Update: Marc Thornsbury writes:
It probably wasn't your intention, but you managed to point out one of the glaring problems with applications delivered as services by third parties over the web (call is SOA, ASP, what-have-you). While the trade press has been all over this like a cheap suit for several years now, it just refuses to take off (lo these many years and Salesforce.com is still the only substantial success story).Excellent point. I would only note that forced upgrade is not a /necessary/ consequence of SOA/ASP. Service providers could, and in my view should, continue to offer prior versions of services for quite a while, and enable service consumers to upgrade on their own schedule.

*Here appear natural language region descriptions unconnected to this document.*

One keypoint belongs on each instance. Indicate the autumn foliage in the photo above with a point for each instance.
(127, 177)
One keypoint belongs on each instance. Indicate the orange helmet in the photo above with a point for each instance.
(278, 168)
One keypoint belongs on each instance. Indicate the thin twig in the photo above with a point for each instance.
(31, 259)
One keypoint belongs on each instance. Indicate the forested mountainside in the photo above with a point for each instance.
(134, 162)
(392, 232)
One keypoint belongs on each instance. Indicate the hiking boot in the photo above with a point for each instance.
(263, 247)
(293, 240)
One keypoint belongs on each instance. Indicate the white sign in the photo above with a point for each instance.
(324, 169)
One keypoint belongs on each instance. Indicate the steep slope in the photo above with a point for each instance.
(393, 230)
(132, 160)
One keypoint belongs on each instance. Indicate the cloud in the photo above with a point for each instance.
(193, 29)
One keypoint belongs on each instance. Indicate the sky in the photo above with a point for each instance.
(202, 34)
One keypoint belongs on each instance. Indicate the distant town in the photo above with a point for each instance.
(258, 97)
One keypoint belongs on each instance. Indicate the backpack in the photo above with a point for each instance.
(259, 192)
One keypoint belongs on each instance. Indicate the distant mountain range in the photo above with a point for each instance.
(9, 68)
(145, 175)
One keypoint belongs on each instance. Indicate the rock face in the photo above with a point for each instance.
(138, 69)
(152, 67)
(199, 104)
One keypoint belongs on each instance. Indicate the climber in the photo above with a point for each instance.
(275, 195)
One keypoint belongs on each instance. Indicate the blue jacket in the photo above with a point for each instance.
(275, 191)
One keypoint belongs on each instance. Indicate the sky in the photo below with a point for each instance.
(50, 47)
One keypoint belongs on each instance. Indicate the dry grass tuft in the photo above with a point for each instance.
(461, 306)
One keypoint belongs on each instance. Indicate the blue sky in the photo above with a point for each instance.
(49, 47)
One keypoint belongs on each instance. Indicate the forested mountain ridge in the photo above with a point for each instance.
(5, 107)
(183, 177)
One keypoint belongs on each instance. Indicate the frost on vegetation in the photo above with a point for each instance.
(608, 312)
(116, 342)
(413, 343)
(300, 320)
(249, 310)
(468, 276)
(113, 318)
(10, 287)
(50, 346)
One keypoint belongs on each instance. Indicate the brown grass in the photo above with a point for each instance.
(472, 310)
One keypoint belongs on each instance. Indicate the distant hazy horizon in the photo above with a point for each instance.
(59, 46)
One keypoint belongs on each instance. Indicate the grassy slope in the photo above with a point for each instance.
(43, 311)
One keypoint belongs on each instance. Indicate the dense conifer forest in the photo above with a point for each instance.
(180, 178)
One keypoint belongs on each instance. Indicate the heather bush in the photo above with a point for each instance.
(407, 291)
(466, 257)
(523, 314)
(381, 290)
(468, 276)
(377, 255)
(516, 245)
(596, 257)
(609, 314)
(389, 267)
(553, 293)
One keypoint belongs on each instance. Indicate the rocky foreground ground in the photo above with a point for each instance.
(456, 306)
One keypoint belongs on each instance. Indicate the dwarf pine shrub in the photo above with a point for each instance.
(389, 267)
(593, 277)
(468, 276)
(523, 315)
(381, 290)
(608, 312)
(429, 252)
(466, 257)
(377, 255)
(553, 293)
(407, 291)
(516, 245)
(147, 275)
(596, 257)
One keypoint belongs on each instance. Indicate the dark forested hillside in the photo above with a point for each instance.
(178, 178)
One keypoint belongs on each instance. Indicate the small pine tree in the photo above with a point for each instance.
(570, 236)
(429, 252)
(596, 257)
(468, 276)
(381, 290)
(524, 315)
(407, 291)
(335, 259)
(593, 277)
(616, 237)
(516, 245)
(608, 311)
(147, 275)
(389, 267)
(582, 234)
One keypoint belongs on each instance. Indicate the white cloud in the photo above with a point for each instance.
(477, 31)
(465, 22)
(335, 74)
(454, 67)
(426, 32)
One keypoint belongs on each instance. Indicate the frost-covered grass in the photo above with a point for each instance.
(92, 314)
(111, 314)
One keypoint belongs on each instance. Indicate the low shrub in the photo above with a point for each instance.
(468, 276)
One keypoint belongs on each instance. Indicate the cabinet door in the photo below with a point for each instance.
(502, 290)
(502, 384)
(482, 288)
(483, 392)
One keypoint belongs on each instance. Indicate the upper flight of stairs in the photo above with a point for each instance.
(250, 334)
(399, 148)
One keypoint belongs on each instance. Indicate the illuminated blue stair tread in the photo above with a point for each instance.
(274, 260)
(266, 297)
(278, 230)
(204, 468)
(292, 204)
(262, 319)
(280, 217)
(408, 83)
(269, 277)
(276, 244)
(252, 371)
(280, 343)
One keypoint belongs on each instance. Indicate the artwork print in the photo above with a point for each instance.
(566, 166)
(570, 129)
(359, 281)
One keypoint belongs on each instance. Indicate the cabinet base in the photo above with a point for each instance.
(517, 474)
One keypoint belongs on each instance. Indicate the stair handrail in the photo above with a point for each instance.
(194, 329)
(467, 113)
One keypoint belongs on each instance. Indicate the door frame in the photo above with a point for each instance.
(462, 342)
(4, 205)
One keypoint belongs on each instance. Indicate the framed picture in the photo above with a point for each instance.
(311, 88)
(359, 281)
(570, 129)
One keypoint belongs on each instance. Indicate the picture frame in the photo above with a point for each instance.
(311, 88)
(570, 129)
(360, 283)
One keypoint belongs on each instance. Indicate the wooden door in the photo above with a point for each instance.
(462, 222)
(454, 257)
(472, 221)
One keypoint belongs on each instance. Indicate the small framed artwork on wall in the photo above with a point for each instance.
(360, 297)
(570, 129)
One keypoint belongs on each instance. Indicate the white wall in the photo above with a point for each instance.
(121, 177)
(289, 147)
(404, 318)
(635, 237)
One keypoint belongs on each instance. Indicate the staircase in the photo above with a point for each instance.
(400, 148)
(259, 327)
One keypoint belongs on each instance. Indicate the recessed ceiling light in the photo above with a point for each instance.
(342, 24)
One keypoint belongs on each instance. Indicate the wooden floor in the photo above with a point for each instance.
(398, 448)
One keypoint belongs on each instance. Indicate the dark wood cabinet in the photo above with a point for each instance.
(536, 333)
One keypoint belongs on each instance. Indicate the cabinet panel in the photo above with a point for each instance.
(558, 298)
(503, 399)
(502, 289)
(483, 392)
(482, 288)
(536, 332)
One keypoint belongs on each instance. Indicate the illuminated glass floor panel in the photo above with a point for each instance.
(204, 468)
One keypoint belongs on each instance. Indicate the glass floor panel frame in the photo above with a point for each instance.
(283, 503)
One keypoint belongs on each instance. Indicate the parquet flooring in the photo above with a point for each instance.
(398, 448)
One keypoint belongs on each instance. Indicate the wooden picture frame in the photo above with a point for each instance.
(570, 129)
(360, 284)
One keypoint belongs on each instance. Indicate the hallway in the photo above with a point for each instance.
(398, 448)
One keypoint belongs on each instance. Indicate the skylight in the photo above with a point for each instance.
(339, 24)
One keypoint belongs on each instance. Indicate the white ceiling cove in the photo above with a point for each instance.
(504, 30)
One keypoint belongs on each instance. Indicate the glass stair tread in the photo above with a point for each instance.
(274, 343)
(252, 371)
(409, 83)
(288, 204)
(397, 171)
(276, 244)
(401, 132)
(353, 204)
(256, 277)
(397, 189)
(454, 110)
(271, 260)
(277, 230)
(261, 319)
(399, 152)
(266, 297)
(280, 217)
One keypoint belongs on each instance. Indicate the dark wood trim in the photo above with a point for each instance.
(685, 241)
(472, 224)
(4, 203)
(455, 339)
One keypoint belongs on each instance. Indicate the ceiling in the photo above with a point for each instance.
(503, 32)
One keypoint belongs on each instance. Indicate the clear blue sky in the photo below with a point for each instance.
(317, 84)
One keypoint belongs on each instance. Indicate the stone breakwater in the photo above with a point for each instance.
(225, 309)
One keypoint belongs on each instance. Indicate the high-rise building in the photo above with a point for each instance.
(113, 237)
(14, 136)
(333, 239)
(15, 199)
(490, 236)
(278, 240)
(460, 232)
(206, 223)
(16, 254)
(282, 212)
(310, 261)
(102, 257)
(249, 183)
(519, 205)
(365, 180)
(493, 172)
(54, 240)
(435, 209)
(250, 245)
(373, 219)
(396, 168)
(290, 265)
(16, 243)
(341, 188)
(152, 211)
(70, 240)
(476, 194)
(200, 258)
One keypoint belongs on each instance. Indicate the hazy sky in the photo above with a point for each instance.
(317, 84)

And you've managed to bring out, in stark relief, one of the reasons it hasn't. When it comes down to brass tacks, lots of folks (like me) don't want to play the unwilling victim to someone else's decision as to whether an interface is acceptable or not, or software is no longer "beta". I never like to run x.0 of anything. But when you've turned your software over to someone else, *they* make that decision...not you. There's no "opt-out" option. If you were running your own bank client, you could have opted to skip the "new version" and waiting until the kinks were worked out in the next one (or perhaps give yourself time to learn the new interface at your leisure before making the switch).
There are many circumstances where functions ancillary to your operation can be moved outside and changes to them have minimal impact. But where an app. has high/broad use or addresses a core function of the business, the arbitrary decision of someone else can bring your production to a near standstill and overload your help desk...and generally without warning. Who wants that?